Agents specialising in the trading of entitlements report business largely continuing as usual with leasing still dominating transactions. Some agents have recorded a significant increase in the number of entitlements changing hands by way of sales, but this is occurring from a low base and as such, the level of transactions remains low relative to the number of entitlements being leased.
The willingness of some entitlement owners to sell entitlements without land and forego the proposed amnesty being introduced for 2023 and 2024, where the current clawback rule of 20% on entitlements sold without land will be removed, is on the face of it puzzling.
Agents, however, explain that such farmers are willing to take their chances now and envisage that the loss due to 20% clawback may be less than if they hold out until next year and sell their entitlements under the new CAP regime.
This especially applies to farmers with higher value entitlements, with these suffering more due to convergence, eco schemes and the Complementary Redistributive Income Support for Sustainability (CRISS).
The fact that there is a full year’s payment potential in 2022 is improving the attractiveness of these somewhat.
CAP strategic plan
Ireland’s plan is to implement 85% convergence over the duration of the CAP programme. This means all entitlement values will reach a minimum value of at least 85% of the planned average unit amount i.e 85% of €158.68 by 2026 (€134.88).
There will be a static category between 90% and 100%, while entitlement values above the average will be reduced annually to fund an increase in lower value entitlements.
As can be readily seen in the tables below, high value entitlements will be hit hard and farmers purchasing entitlements are said to favour lower-value entitlements to decrease the level by which the value of the entitlement will fall from 2023 to 2027.
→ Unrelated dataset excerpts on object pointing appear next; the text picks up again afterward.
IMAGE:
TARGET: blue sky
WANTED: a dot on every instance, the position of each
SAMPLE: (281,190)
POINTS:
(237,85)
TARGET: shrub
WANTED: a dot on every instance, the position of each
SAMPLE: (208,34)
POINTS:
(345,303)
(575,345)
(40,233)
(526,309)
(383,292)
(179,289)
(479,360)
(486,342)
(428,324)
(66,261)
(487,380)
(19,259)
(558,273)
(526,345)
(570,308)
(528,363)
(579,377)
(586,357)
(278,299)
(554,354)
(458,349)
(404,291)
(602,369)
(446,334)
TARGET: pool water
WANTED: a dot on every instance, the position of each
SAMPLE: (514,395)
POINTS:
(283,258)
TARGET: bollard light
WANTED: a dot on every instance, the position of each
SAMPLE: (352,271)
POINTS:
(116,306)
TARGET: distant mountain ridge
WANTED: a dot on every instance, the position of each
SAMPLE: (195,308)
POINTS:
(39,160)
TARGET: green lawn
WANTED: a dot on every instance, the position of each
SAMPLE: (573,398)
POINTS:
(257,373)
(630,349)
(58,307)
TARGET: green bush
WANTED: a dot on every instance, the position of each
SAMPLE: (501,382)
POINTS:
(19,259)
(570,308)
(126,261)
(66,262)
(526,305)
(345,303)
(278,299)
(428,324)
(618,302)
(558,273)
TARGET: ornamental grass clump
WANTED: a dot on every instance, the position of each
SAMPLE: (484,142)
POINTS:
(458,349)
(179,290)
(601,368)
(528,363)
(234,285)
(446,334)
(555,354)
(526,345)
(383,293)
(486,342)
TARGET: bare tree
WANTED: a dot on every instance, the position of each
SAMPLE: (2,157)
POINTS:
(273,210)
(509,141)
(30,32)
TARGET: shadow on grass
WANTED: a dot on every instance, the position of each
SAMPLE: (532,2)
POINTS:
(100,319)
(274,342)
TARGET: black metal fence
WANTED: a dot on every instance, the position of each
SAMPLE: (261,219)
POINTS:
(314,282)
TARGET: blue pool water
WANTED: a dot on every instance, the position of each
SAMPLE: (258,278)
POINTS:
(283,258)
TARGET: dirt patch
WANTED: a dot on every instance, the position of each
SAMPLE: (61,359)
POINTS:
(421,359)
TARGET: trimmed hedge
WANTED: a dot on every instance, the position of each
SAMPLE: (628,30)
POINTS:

Under eco schemes, 25% of direct payments will be allocated to funding the eco scheme budget in the next CAP. The cuts to higher value entitlements, as demonstrated in the tables, will be significantly higher.
Also, applicants can avail of eco schemes without requiring an entitlement to activate the payment i.e naked hectares will be eligible for an eco scheme payment, meaning that the eco scheme component that is extracted could be lost in the value of entitlements sold or leased.
The proposals for the CRISS include 10% of all direct payments being allocated to this fund. The proposed payment, known commonly as front loading, will be €43.14 paid on a maximum of 30ha.
This too could influence demand for entitlements, with farmers who are already receiving payment on 30 entitlements not in a position to draw down a CRISS payment from additional entitlements leased in or purchased.
The Department of Agriculture’s recently released CAP calculator is a valuable tool for anybody trading entitlements, as it shows exactly how entitlement values will change.
It is also a useful tool for any farmer to see how the value of their entitlements and overall payment will change.
The calculations in the tables below are based on one entitlement and one hectare used to activate it, but the calculator will also take account of changes due to the 30ha payment limit in CRISS and show the full effect of this on your payment.
Stocking rate calculator
There is also a stocking rate calculator present on the platform with the CAP calculator. It is important to note that this calculator is based on new livestock unit values which will be introduced in 2023.
It will be used for the Areas of Natural Constraint scheme in 2023 and also for calculating the stocking rate for eco schemes in a number of measures, along with the active farmer status.
The stocking rate for scheme compliance in 2023 will be based on 2022 figures, while it will also allow farmers to look ahead and check if their current farming activity would signify active farmer status.